By Jeff Laikind (J_Laikind) on Friday, March 19, 2004 - 05:37 pm: Edit |
If a P-1 or a heavy weapon fires, it will blind one sensor for 32 impulses. So a ship with two sensors could leave one unpowered, fire all of its weapons on impulse 32 (blinding the powered sensor), and have a fresh sensor the following turn. If only one sensor is operating and heavy weapons are fired on two different impulses (31 and 32, for example), the sensor is blinded for 64 impulses.
The problem is this: I think (I need to check) that EACH impulse a PPD (or multiple PPDs) fires counts as blinding a sensor. So firing four pulses will blind a powered sensor for four turns.
By David Slatter (Davidas) on Monday, March 22, 2004 - 05:33 am: Edit |
Jeff.
If you are correct, then this would be a much more marginal conversion. I was imagining not powering the sensors at all on the PPD turns, or perhaps one.
This ship would be somewhat slow while doing all this, but it would be protected at the back of the echelon, and speed is not needed so much for scouts or for attacking/defending bases (where most battles are). It also would probably not be using its phasers much.
That's also why I suggested putting in a bit of extra APR (possible in terms of hull space when compared to the PFT, but maybe the ship has already hit its power limit). I note that you do not need much power to switch off drones or identify plasma.
By William Curtis Soder (Ghyuka) on Friday, June 25, 2004 - 04:21 pm: Edit |
This is a nice proposal.
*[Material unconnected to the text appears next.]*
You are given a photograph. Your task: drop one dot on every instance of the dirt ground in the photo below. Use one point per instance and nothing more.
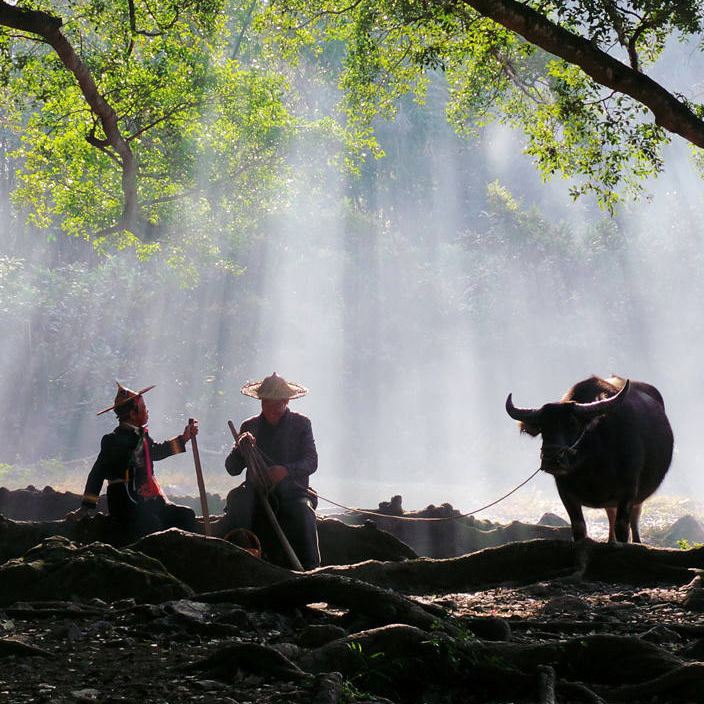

I don't want to rain on your parade, but why not just take the PFT? Since you state the PL-S CL would still be of use but this adds a flotilla?
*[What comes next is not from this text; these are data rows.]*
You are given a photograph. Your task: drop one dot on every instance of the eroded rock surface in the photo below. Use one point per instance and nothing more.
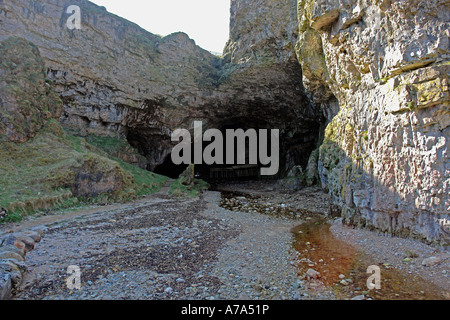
(384, 158)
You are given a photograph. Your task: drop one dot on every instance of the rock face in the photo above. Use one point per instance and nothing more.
(27, 100)
(116, 79)
(384, 157)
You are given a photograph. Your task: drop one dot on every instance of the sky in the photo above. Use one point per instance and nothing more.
(205, 21)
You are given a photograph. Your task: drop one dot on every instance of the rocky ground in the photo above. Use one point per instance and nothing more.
(220, 247)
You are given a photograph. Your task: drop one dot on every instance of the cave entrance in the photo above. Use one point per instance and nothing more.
(233, 170)
(169, 169)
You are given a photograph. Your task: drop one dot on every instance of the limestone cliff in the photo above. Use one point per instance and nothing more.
(385, 155)
(116, 79)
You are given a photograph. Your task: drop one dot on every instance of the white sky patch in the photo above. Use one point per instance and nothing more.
(205, 21)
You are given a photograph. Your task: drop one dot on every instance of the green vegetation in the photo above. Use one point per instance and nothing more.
(40, 174)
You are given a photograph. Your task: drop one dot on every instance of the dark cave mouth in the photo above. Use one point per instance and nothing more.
(299, 151)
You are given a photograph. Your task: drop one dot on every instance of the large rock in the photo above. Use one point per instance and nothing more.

By Steve Petrick (Petrick) on Thursday, May 06, 2010 - 08:08 pm: Edit |
The concept is to add two special sensors to a standard CL (and the CS variant) on the theory that it will always be part of an echelon, and will be able to always withhold its own fire long enough to use the special sensors to benefit the echelon, apparently principally in the realm of drone defense. The first assumption is, of course, wrong in that ships are always operating independently or in very small groups and only gather into larger groupings when it is necessary. The CL or CS thus incurs the expense of the sensors even when it cannot really benefit from them. There is also the inevitable logic, if these ships, normally in the second echelon, can be and should be fitted with special sensors for drone defense, why not CAs and DNs? The same logic applies, i.e., if it is a good idea to have extra non-dedicated scout speical sensors on the CL/CS, why not the larger core ships? The proposal argues that the sensors can be used while the ship is rearmng its PPDs (and probably plasma torpedoes), but if drones are such a problem would not the ship be firing phasers in this period? or is the ship giving up opportunities to fire phasers at a damaged enemy ship that might have a down shield facing (as an example) in order to try to use a special sensor to knock down a drone? The proposal intends to just use the special sensors as long range drone defense of the whole echelon, so in addition a few points of power are added to power the sensors and not otherwise affect the operations of the ships.
By Loren Knight (Loren) on Thursday, May 06, 2010 - 09:53 pm: Edit |
If you want really good drone defense then replace some forward firing torps with Pl-D racks and make the center torp as big as you can (ah, the better to shotgun with).